The children didn’t use those words of course, rather they asked that politicians show concern for children in off-shore detention and resettle them. They also sent drawings expressing their distress on behalf of detained children.
Opposition Leader Bill Shorten claimed that eight-year-olds should be writing to Santa not getting up petitions, and federal Education Minister Simon Birmingham expressed his wish that the teachers involved be hunted down and disciplined for aiding and abetting the children’s budding awareness of human rights. Children should not be “politicised,” it was bipartisanly agreed.
Off-shore detention policies are inescapably political: it is impossible to “politicise” what is inherently political. Shorten, Birmingham et al should be owning the shamefulness of their policies, rather than shaming children for objecting and protesting.
Of course politicians don’t want children knowing, let alone caring, about the crimes and misdemeanours they continue to commit against humanity in the interests of attaining and maintaining power. However, in my experience children are far more aware of the world than most of us give them credit for. They need tools with which to deal with the deceits and duplicities of politicians, and politicians have only themselves to blame for this parlous situation.
What is most wickedly deceptive and destructive is the conflation of concern for the welfare of others with so-called “politicisation.” We’ve had decades of contempt for “lefty bleeding hearts.” We have now reached a stage at which anyone expressing concern over the state (and compliant media) treatment of refugees, asylum seekers, Indigenous Australians, those struggling with poverty, mental health, disability and the myriad other challenges people face in a country in which increasingly the only concerns that matter are those of the alpha white male and his consort, is immediately accused of the manufactured offence of “politicisation.” Or my particular favourite, Political Correctness Gone Mad (PCGM).
Do we really want to grow children who believe that caring about the fate of others is something to be ashamed of?
The abysmal legal and moral failure by both major parties to fulfil their responsibilities to asylum seekers and refugees under both international and domestic law is the core problem, not children or anyone else protesting this failure.

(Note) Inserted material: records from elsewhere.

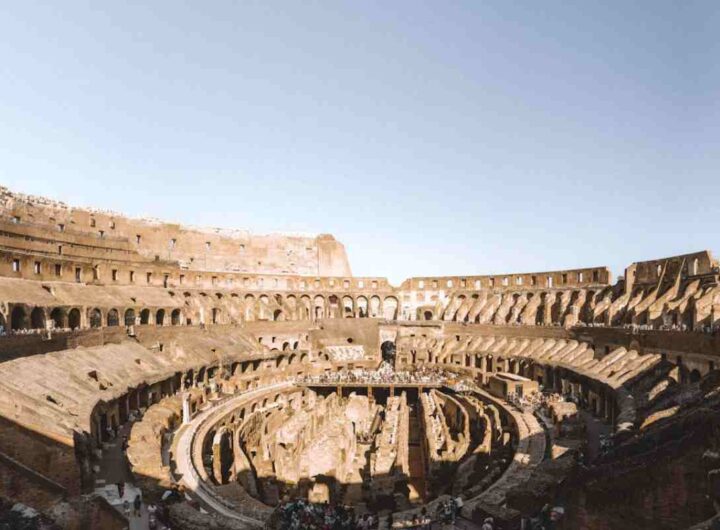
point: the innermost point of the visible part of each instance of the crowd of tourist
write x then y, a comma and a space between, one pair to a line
304, 515
385, 374
547, 519
534, 401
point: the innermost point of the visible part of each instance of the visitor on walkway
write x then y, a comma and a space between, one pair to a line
137, 505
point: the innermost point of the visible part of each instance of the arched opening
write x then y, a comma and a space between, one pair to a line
37, 318
347, 307
19, 319
333, 303
319, 307
144, 317
74, 318
375, 309
95, 318
387, 349
362, 307
59, 318
390, 306
113, 318
249, 307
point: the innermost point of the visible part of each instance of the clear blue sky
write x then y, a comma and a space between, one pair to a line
430, 138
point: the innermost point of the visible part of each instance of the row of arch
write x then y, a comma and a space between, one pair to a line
24, 318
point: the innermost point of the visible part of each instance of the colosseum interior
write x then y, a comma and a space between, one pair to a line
232, 378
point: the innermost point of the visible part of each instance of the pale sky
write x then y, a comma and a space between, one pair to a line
431, 138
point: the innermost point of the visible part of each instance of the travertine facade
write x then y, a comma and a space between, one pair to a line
270, 352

If you want your children, grandchildren, nieces, nephews, children you know and or teach to become aware of the human rights of others, I recommend this rather lovely book, titled 2030 Not a Fairytale. In 2015 world leaders adopted the UN 2030 Agenda for Sustainable Development, setting seventeen Global Goals to be attained by 2030. These goals are simply explained to young children, and are an excellent introduction to caring about the world they’ll inherit and the people in it.
I know I’m being dangerously subversive, suggesting the politicisation of children. Shoot me.
As for whether or not the 2030 goals will be attained, and the usefulness or otherwise of world leaders at the UN setting them, that’s another story we have to tell children at another time. First, let’s brainwash them into caring.